Saturday, April 24, 2010

When Zen... De-Fragged!


Escape Velocity

"You cannot hide from us. You are glass. We see all that you are."

Yes, Blake's 7: The Early (And Far Superior To The Usual Stuff) Years continues apace, and it seems that the wonderful reviews on this blog - dude, I don't see anyone ELSE reviewing them, do you? - have apparently inspired B7P to abandon their now long-long-long-long-long-awaited Season 2 and decide to focus on these prequels. Check out the new-branded design above and see origin stories are on the cards for Tarrant and Soolin, yet more characters who have yet to appear in the main series. In fact, the only real downer about this development is it's clear the VERY LONG TIME in between stories suggests that the audio adventures is on its last legs. Which would be good if there was someone to fill the gap with, I dunno, a TV series starring David Harewood, Bernard Cribbens and Billie Piper...

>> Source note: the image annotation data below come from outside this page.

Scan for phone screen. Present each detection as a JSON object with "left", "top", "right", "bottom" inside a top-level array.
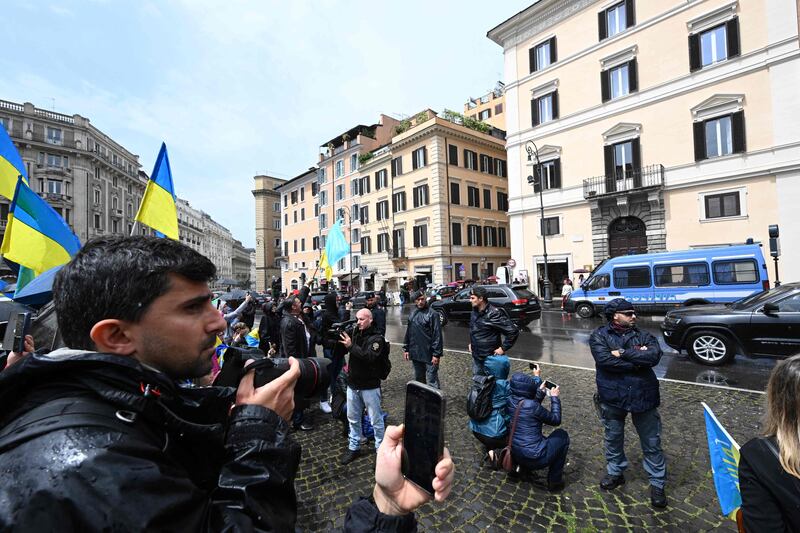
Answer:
[
  {"left": 403, "top": 381, "right": 445, "bottom": 495},
  {"left": 3, "top": 313, "right": 31, "bottom": 353}
]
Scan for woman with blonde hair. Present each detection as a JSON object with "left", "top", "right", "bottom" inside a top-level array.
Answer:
[{"left": 739, "top": 355, "right": 800, "bottom": 532}]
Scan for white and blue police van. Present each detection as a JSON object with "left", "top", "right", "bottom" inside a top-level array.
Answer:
[{"left": 565, "top": 244, "right": 769, "bottom": 318}]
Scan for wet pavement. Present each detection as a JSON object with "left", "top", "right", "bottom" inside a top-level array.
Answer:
[
  {"left": 386, "top": 305, "right": 777, "bottom": 392},
  {"left": 294, "top": 338, "right": 764, "bottom": 533}
]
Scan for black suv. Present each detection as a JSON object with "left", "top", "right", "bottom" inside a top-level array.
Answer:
[
  {"left": 661, "top": 282, "right": 800, "bottom": 366},
  {"left": 431, "top": 285, "right": 542, "bottom": 327}
]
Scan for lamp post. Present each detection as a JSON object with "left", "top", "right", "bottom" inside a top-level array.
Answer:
[{"left": 525, "top": 141, "right": 553, "bottom": 304}]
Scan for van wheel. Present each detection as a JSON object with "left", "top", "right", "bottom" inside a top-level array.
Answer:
[
  {"left": 575, "top": 303, "right": 594, "bottom": 318},
  {"left": 686, "top": 330, "right": 736, "bottom": 366}
]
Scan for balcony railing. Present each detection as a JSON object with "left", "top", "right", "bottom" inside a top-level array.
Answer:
[{"left": 583, "top": 165, "right": 664, "bottom": 200}]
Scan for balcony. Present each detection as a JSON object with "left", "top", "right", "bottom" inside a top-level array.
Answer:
[{"left": 583, "top": 165, "right": 664, "bottom": 200}]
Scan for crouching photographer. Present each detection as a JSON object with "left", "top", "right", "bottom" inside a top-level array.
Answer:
[{"left": 0, "top": 236, "right": 453, "bottom": 531}]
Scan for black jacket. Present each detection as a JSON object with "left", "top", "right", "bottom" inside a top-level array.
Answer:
[
  {"left": 280, "top": 310, "right": 313, "bottom": 358},
  {"left": 589, "top": 324, "right": 662, "bottom": 413},
  {"left": 469, "top": 304, "right": 519, "bottom": 358},
  {"left": 0, "top": 350, "right": 300, "bottom": 531},
  {"left": 739, "top": 437, "right": 800, "bottom": 532},
  {"left": 347, "top": 324, "right": 386, "bottom": 390},
  {"left": 403, "top": 307, "right": 442, "bottom": 363},
  {"left": 367, "top": 305, "right": 386, "bottom": 335}
]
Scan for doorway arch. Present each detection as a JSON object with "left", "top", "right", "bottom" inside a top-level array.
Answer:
[{"left": 608, "top": 216, "right": 647, "bottom": 257}]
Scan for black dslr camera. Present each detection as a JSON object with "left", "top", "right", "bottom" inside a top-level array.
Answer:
[
  {"left": 214, "top": 347, "right": 331, "bottom": 399},
  {"left": 328, "top": 318, "right": 358, "bottom": 338}
]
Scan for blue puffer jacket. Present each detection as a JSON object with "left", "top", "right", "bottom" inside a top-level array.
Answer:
[
  {"left": 589, "top": 324, "right": 662, "bottom": 413},
  {"left": 469, "top": 355, "right": 511, "bottom": 438},
  {"left": 507, "top": 372, "right": 561, "bottom": 459}
]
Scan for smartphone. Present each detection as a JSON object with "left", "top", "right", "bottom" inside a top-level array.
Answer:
[
  {"left": 403, "top": 381, "right": 445, "bottom": 496},
  {"left": 3, "top": 313, "right": 31, "bottom": 353}
]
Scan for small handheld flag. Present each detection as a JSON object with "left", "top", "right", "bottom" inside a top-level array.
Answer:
[
  {"left": 136, "top": 143, "right": 178, "bottom": 241},
  {"left": 702, "top": 403, "right": 742, "bottom": 520}
]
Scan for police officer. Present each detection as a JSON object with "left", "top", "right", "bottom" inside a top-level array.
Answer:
[
  {"left": 589, "top": 298, "right": 667, "bottom": 508},
  {"left": 403, "top": 291, "right": 443, "bottom": 389},
  {"left": 469, "top": 287, "right": 519, "bottom": 374}
]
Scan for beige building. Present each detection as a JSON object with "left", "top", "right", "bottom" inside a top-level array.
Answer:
[
  {"left": 0, "top": 100, "right": 151, "bottom": 246},
  {"left": 464, "top": 81, "right": 506, "bottom": 131},
  {"left": 354, "top": 109, "right": 509, "bottom": 290},
  {"left": 253, "top": 175, "right": 286, "bottom": 291},
  {"left": 276, "top": 168, "right": 324, "bottom": 291},
  {"left": 488, "top": 0, "right": 800, "bottom": 288}
]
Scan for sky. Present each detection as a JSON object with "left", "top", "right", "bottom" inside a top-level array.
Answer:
[{"left": 0, "top": 0, "right": 530, "bottom": 247}]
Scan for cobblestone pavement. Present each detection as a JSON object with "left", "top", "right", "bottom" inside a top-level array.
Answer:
[{"left": 295, "top": 346, "right": 764, "bottom": 532}]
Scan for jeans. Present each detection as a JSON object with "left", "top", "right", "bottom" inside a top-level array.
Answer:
[
  {"left": 411, "top": 361, "right": 442, "bottom": 389},
  {"left": 514, "top": 429, "right": 569, "bottom": 483},
  {"left": 600, "top": 403, "right": 667, "bottom": 488},
  {"left": 347, "top": 386, "right": 384, "bottom": 450}
]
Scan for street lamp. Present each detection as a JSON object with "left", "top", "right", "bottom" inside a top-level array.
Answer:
[{"left": 525, "top": 141, "right": 553, "bottom": 304}]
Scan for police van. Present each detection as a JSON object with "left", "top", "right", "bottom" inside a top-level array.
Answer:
[{"left": 565, "top": 244, "right": 769, "bottom": 318}]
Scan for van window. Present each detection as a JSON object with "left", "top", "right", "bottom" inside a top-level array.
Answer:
[
  {"left": 486, "top": 289, "right": 506, "bottom": 298},
  {"left": 711, "top": 259, "right": 758, "bottom": 285},
  {"left": 655, "top": 263, "right": 711, "bottom": 287},
  {"left": 614, "top": 266, "right": 650, "bottom": 289},
  {"left": 586, "top": 274, "right": 610, "bottom": 291}
]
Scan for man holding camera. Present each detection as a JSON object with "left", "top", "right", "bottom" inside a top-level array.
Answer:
[
  {"left": 589, "top": 298, "right": 667, "bottom": 509},
  {"left": 403, "top": 291, "right": 443, "bottom": 389},
  {"left": 0, "top": 236, "right": 453, "bottom": 531},
  {"left": 469, "top": 287, "right": 519, "bottom": 375},
  {"left": 339, "top": 309, "right": 386, "bottom": 465}
]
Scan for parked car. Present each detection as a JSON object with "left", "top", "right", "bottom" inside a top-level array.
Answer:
[
  {"left": 661, "top": 282, "right": 800, "bottom": 366},
  {"left": 431, "top": 285, "right": 542, "bottom": 327},
  {"left": 564, "top": 244, "right": 769, "bottom": 318},
  {"left": 425, "top": 285, "right": 457, "bottom": 300}
]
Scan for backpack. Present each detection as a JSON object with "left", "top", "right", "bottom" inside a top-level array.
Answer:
[
  {"left": 467, "top": 374, "right": 494, "bottom": 422},
  {"left": 379, "top": 341, "right": 392, "bottom": 380}
]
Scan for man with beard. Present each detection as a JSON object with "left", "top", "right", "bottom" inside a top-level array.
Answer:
[
  {"left": 403, "top": 291, "right": 443, "bottom": 389},
  {"left": 0, "top": 236, "right": 453, "bottom": 531}
]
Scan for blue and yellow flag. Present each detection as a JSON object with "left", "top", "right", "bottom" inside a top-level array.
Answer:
[
  {"left": 319, "top": 250, "right": 333, "bottom": 281},
  {"left": 320, "top": 220, "right": 350, "bottom": 266},
  {"left": 0, "top": 176, "right": 81, "bottom": 276},
  {"left": 0, "top": 126, "right": 28, "bottom": 200},
  {"left": 136, "top": 143, "right": 178, "bottom": 241},
  {"left": 702, "top": 403, "right": 742, "bottom": 520}
]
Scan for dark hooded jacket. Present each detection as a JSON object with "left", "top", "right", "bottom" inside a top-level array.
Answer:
[
  {"left": 589, "top": 323, "right": 663, "bottom": 413},
  {"left": 469, "top": 304, "right": 519, "bottom": 358},
  {"left": 403, "top": 306, "right": 442, "bottom": 363},
  {"left": 508, "top": 372, "right": 561, "bottom": 459},
  {"left": 0, "top": 350, "right": 300, "bottom": 531}
]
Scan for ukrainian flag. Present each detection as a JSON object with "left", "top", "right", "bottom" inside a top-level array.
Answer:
[
  {"left": 0, "top": 176, "right": 81, "bottom": 276},
  {"left": 0, "top": 127, "right": 28, "bottom": 200},
  {"left": 136, "top": 143, "right": 178, "bottom": 241}
]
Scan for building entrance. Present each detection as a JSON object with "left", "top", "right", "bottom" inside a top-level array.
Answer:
[{"left": 608, "top": 216, "right": 647, "bottom": 257}]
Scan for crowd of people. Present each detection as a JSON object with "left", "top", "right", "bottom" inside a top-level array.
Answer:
[{"left": 0, "top": 237, "right": 800, "bottom": 531}]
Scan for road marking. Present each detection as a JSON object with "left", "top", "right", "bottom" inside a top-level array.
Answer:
[{"left": 390, "top": 341, "right": 766, "bottom": 394}]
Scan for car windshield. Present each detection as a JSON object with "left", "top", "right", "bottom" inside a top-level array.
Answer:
[
  {"left": 731, "top": 286, "right": 789, "bottom": 309},
  {"left": 513, "top": 288, "right": 534, "bottom": 300}
]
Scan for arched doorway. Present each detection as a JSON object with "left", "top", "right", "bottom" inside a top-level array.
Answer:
[{"left": 608, "top": 217, "right": 647, "bottom": 257}]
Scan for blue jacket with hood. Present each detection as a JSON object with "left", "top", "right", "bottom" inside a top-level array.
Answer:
[
  {"left": 469, "top": 355, "right": 511, "bottom": 438},
  {"left": 508, "top": 372, "right": 561, "bottom": 459}
]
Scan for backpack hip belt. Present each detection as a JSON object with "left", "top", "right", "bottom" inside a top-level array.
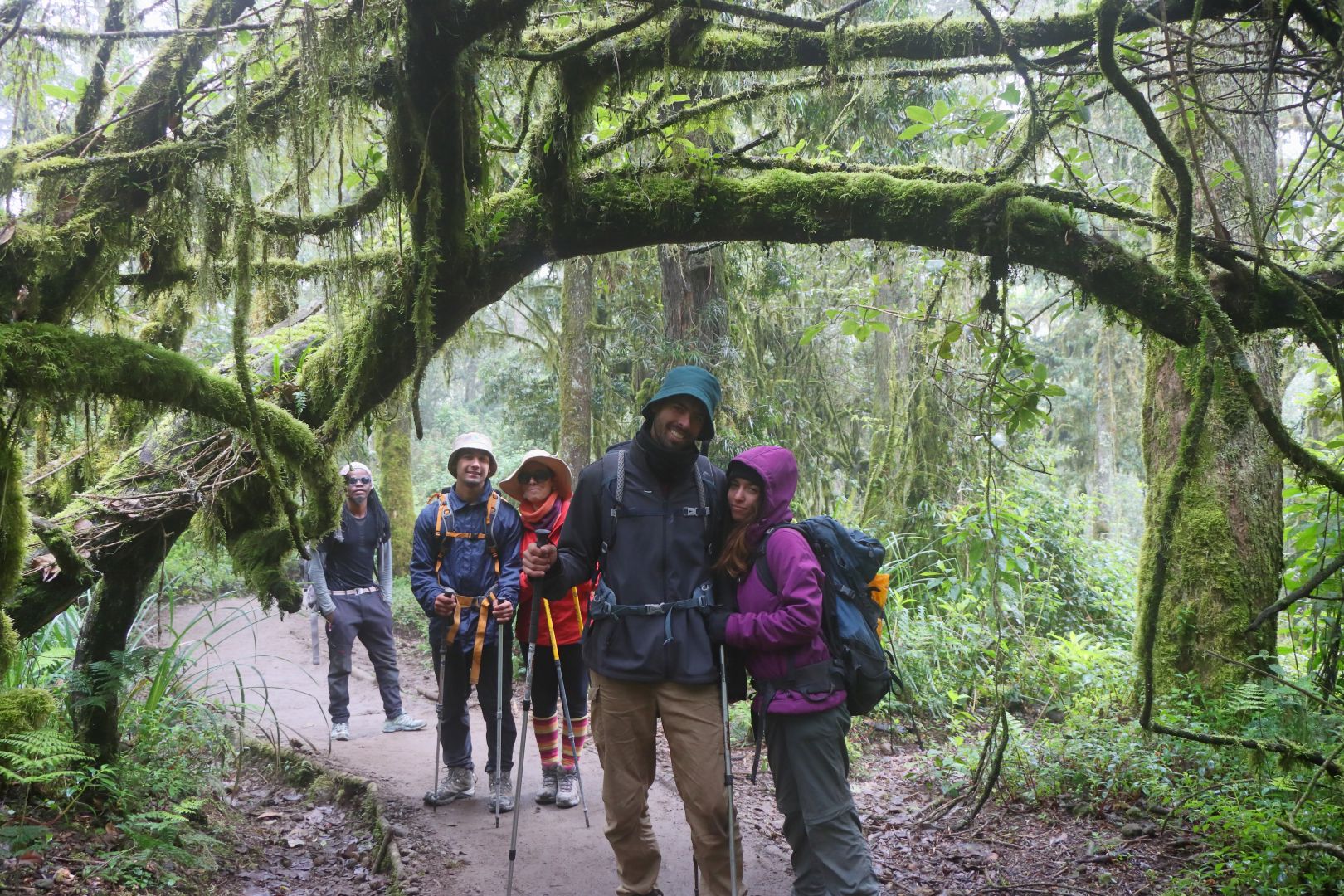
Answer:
[
  {"left": 444, "top": 592, "right": 503, "bottom": 685},
  {"left": 589, "top": 582, "right": 713, "bottom": 646}
]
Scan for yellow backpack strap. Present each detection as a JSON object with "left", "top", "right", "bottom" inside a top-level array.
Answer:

OK. Onto Zen. Never the most interesting of the Seven, it must be said, and his best moments usually relied on his relationships with other characters. The glimpse we see of "normal" Zen in Redemption doesn't make him seem particularly memorable, let alone interesting. The question is: would we rather have the deadpan computer of the TV series or the feral psychotic god-deluded murderer of the audios? And given The Early Years' blatant disregard for its own continuity, let alone anyone else's, why should we care? I mean, are they really expecting us to want to know what Zen was doing the night Blake won the election?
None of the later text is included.